M.I. - Neste momento, estão a trabalhar de forma independente e assim pretendem manter-se ou gostariam de obter um contrato discográfico com alguma editora?

Atualmente, estamos a trabalhar de forma independente e gostamos da liberdade que isso nos dá. Ser independentes permite-nos ter controlo criativo total sobre a nossa música, até porque sabemos que não encaixamos completamente em nenhuma “caixa”. Permite-nos explorar diferentes sonoridades, temas e conceitos sem restrições externas. No entanto, não somos fundamentalistas, da mesma forma que não queremos criar uma versão “bastarda” da nossa essência, se existir uma editora que acredite no que fazemos, claro que ponderaríamos a proposta, existem vantagens óbvias em poder usufruir dos recursos de uma editora. Por isso, estamos sempre abertos a oportunidades que possam surgir no futuro.
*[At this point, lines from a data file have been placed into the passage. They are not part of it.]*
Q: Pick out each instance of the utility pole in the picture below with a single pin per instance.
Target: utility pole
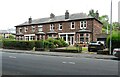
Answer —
(111, 29)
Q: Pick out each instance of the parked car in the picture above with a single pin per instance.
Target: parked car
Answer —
(95, 46)
(116, 52)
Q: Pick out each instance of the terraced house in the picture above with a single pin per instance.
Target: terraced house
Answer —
(73, 28)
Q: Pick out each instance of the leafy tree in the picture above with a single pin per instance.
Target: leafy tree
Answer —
(104, 19)
(92, 13)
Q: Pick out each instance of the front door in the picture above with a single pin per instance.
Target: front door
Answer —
(71, 40)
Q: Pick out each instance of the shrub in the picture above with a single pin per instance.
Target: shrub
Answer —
(115, 41)
(18, 44)
(39, 44)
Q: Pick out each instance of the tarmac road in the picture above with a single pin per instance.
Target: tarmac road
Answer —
(31, 64)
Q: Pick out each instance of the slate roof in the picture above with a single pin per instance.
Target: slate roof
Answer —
(75, 16)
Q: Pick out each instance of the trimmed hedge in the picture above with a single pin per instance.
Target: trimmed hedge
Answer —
(18, 44)
(115, 41)
(29, 45)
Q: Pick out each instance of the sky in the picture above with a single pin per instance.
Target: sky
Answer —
(15, 12)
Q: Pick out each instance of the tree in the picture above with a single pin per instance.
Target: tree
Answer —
(104, 19)
(92, 13)
(11, 36)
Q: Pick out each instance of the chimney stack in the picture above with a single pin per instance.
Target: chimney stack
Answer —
(97, 15)
(66, 14)
(52, 15)
(30, 20)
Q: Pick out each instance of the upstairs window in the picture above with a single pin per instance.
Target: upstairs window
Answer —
(52, 27)
(83, 24)
(20, 30)
(60, 26)
(40, 28)
(33, 28)
(72, 25)
(26, 29)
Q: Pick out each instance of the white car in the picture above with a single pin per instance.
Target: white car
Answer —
(116, 52)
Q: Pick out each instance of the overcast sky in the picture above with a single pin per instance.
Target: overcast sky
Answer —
(15, 12)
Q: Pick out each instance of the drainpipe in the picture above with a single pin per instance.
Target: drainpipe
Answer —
(92, 30)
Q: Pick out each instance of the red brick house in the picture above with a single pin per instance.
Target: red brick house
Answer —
(73, 28)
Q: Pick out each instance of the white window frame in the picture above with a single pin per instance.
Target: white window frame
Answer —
(60, 25)
(40, 26)
(51, 27)
(84, 23)
(72, 24)
(20, 31)
(26, 29)
(33, 28)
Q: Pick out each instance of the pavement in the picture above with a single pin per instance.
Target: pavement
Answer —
(84, 54)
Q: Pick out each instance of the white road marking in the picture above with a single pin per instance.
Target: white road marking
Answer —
(68, 57)
(71, 62)
(12, 57)
(64, 62)
(68, 62)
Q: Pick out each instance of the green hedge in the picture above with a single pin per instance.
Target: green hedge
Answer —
(29, 45)
(18, 44)
(115, 41)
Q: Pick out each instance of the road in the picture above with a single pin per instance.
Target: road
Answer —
(30, 64)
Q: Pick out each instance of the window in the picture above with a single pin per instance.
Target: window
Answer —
(32, 37)
(27, 38)
(81, 38)
(26, 29)
(40, 28)
(20, 30)
(33, 28)
(83, 24)
(52, 27)
(72, 25)
(60, 26)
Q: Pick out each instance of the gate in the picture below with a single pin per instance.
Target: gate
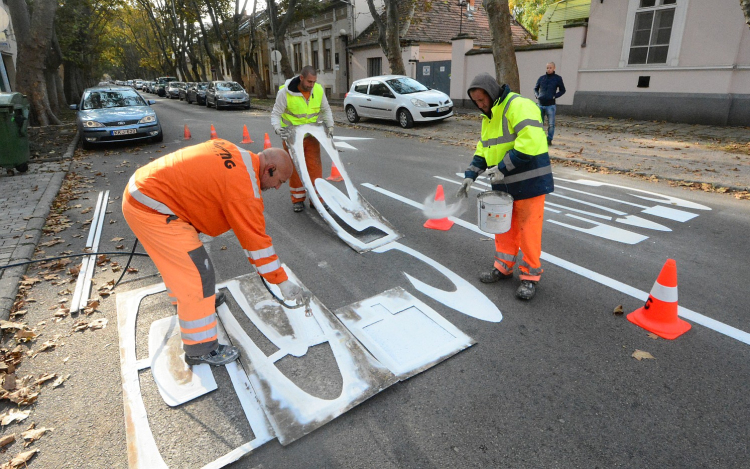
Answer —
(436, 75)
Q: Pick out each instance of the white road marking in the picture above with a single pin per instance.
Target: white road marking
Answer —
(621, 287)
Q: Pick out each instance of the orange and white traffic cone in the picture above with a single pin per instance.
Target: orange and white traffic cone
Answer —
(659, 314)
(246, 135)
(442, 224)
(335, 174)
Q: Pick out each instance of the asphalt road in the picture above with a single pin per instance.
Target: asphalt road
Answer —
(551, 385)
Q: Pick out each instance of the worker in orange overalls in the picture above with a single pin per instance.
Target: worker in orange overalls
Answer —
(301, 100)
(207, 188)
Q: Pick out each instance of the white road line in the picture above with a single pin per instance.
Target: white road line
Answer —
(621, 287)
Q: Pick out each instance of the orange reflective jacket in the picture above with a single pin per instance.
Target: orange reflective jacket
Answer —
(214, 186)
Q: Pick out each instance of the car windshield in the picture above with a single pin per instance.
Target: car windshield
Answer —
(228, 86)
(406, 85)
(110, 99)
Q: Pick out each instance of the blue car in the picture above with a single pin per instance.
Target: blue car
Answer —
(115, 114)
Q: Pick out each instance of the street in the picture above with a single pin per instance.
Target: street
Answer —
(553, 384)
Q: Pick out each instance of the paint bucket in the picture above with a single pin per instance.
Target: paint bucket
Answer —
(494, 209)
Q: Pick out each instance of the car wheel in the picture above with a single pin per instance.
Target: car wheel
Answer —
(404, 119)
(351, 114)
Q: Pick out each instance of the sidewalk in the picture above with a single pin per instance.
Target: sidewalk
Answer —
(25, 201)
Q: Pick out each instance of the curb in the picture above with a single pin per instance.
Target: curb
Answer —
(25, 250)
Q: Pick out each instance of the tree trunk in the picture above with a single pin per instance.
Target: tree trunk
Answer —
(503, 51)
(33, 33)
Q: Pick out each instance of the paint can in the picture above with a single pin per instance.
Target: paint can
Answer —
(494, 209)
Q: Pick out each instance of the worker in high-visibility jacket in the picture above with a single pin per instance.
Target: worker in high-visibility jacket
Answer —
(513, 151)
(207, 188)
(301, 100)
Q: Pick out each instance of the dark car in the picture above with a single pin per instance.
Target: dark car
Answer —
(173, 89)
(196, 93)
(115, 114)
(226, 94)
(161, 85)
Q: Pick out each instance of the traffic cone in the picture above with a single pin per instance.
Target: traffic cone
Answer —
(335, 174)
(659, 314)
(439, 223)
(245, 135)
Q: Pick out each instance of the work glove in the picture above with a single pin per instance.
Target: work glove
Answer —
(495, 175)
(284, 132)
(463, 192)
(292, 292)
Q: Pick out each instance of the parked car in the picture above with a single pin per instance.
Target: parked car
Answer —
(396, 97)
(196, 92)
(115, 114)
(161, 85)
(183, 90)
(173, 89)
(226, 94)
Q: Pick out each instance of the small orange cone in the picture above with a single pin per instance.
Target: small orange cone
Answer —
(442, 224)
(335, 174)
(659, 314)
(246, 135)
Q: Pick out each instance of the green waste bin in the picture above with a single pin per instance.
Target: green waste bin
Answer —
(14, 138)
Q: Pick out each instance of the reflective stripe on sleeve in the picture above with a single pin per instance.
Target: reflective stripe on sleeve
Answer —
(198, 323)
(146, 200)
(260, 253)
(528, 175)
(268, 268)
(199, 336)
(662, 293)
(247, 158)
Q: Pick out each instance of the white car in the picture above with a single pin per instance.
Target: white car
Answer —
(396, 97)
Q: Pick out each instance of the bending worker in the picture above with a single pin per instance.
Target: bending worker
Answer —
(513, 151)
(301, 100)
(207, 188)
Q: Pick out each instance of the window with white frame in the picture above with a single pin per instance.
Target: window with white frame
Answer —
(652, 32)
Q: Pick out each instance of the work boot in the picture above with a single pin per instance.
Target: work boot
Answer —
(493, 276)
(527, 290)
(221, 298)
(221, 356)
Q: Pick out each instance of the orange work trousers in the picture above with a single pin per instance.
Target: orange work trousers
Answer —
(174, 247)
(311, 148)
(525, 234)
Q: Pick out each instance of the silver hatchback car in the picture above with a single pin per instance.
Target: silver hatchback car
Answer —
(396, 97)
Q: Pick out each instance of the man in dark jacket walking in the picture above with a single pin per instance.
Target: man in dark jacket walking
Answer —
(548, 88)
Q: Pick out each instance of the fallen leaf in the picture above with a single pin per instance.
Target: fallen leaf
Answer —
(14, 415)
(7, 439)
(641, 355)
(60, 380)
(20, 460)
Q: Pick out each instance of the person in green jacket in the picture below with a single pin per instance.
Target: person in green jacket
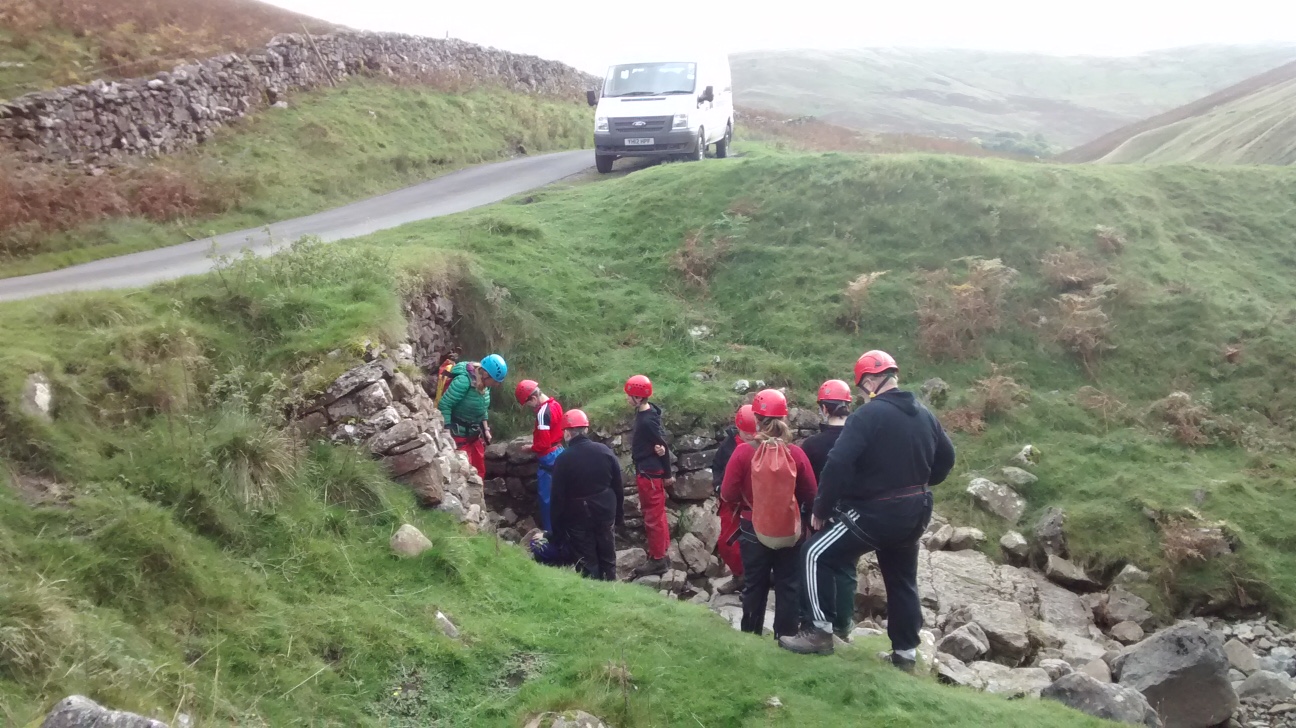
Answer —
(465, 404)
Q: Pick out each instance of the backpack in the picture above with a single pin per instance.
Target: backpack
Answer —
(775, 514)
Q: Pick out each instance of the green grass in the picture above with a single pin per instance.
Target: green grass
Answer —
(331, 147)
(966, 93)
(157, 588)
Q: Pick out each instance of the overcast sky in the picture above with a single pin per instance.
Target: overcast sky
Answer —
(591, 34)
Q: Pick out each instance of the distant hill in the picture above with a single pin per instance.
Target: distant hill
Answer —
(1058, 101)
(1248, 123)
(48, 43)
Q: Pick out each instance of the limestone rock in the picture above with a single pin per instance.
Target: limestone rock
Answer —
(968, 643)
(410, 542)
(1129, 634)
(1003, 623)
(1240, 657)
(1107, 701)
(1183, 672)
(998, 500)
(79, 711)
(1062, 571)
(1050, 533)
(964, 539)
(36, 397)
(1015, 547)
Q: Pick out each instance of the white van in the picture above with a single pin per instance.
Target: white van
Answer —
(662, 109)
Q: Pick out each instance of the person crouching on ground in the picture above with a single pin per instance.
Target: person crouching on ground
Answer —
(727, 547)
(465, 404)
(770, 482)
(651, 456)
(835, 407)
(587, 499)
(546, 439)
(875, 495)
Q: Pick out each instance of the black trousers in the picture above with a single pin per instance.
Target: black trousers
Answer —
(594, 549)
(762, 568)
(891, 527)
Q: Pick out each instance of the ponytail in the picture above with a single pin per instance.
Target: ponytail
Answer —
(773, 429)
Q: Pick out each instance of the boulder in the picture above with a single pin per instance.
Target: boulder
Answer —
(1117, 605)
(1130, 575)
(629, 560)
(1062, 571)
(408, 542)
(1003, 623)
(1266, 685)
(79, 711)
(1107, 701)
(968, 643)
(1011, 682)
(36, 398)
(692, 486)
(1018, 478)
(1240, 657)
(998, 500)
(964, 539)
(1015, 547)
(1128, 632)
(1050, 533)
(695, 553)
(1183, 672)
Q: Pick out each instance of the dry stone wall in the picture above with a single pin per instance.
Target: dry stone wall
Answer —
(174, 110)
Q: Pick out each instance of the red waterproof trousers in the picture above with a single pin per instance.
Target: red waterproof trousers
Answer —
(652, 501)
(729, 549)
(476, 450)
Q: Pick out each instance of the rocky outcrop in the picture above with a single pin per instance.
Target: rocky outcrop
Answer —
(1107, 701)
(79, 711)
(1183, 672)
(179, 109)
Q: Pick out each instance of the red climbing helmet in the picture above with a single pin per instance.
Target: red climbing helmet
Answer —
(875, 363)
(525, 389)
(639, 386)
(770, 403)
(835, 390)
(574, 419)
(745, 420)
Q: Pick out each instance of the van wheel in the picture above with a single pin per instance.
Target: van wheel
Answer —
(722, 145)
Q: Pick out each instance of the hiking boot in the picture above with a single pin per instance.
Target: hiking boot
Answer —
(652, 568)
(898, 661)
(809, 641)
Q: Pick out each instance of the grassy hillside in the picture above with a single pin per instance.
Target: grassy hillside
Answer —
(329, 147)
(48, 43)
(131, 571)
(1249, 123)
(967, 93)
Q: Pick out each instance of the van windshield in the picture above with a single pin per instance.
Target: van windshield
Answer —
(651, 79)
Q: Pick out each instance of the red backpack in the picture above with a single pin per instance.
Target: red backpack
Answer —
(775, 514)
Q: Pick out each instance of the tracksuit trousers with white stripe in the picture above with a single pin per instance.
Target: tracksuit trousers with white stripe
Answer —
(892, 529)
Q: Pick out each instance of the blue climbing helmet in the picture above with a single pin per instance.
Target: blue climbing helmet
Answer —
(495, 367)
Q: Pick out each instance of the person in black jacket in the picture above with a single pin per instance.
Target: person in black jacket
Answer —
(835, 407)
(587, 499)
(875, 495)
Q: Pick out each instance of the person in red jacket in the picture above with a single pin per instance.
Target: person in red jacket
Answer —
(546, 442)
(761, 564)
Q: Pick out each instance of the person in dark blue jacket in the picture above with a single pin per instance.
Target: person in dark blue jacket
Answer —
(875, 495)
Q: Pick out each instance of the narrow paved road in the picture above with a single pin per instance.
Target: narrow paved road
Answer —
(443, 196)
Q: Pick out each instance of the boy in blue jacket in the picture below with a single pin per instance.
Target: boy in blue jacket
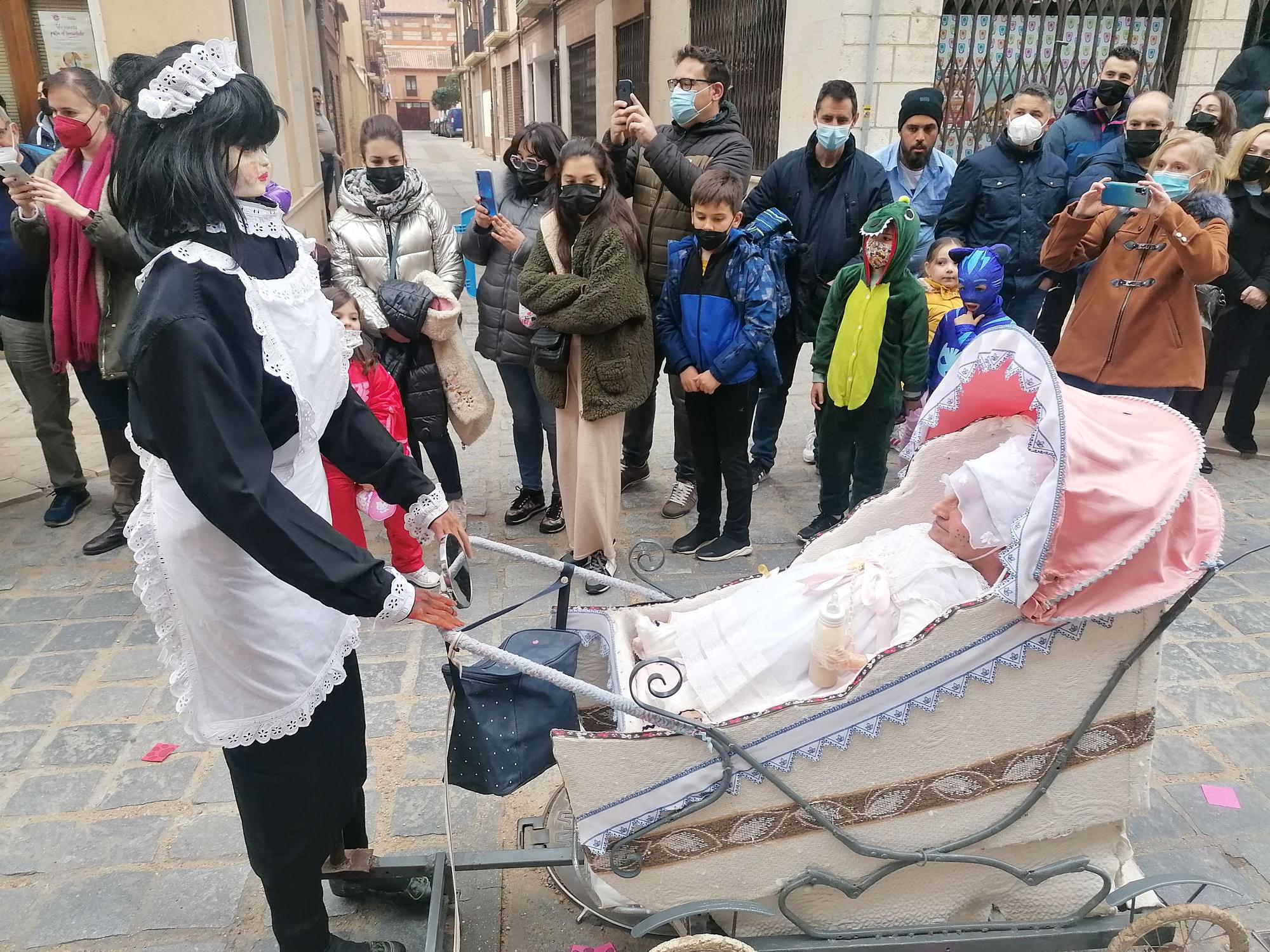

Queremos que a nossa música chegue ao maior número de pessoas possível, e se uma parceria com uma editora nos ajudar a alcançar esse objetivo, estaríamos dispostos a explorá-la. Por enquanto, estamos focados em promover o nosso novo álbum "Hubris" de forma independente, mas estamos entusiasmados com as possibilidades que o futuro nos reserva.


M.I. - Para terminar, quando e onde vos podemos ver ao vivo?

Estamos ansiosos para continuar a mostrar a nossa música ao vivo. Todos sabemos que este é um processo evolutivo e queremos dar um passo assertivo de cada vez. Neste momento, temos vários concertos marcados em Portugal, Bélgica, Suíça, Roménia, e inclusive uma tour Ibérica a revelar e ainda uma tour na Europa de Leste que inclui Roménia, Hungria e Bulgária. Há datas e locais exatos que ainda estão a ser finalizados, mas pretendemos percorrer todas as cidades e países que nos queiram receber. Para ficarem atualizados sobre as nossas atuações ao vivo, convidamos todos a seguirem as nossas redes sociais e o nosso site oficial. Lá iremos anunciar todas as informações sobre os próximos concertos e onde nos podem ver ao vivo. Existem muitas novidades, felizmente Hubris está a ter uma receção especialmente calorosa. Estamos ansiosos para encontrar e partilhar a nossa música com todos. Esperamos vê-los em breve num dos nossos concertos ao vivo! Até lá, fiquem atentos às nossas redes para não perderem nenhuma novidade. Agradecemos também a todos o apoios constante e as inúmeras mensagens e partilhas destes últimos meses.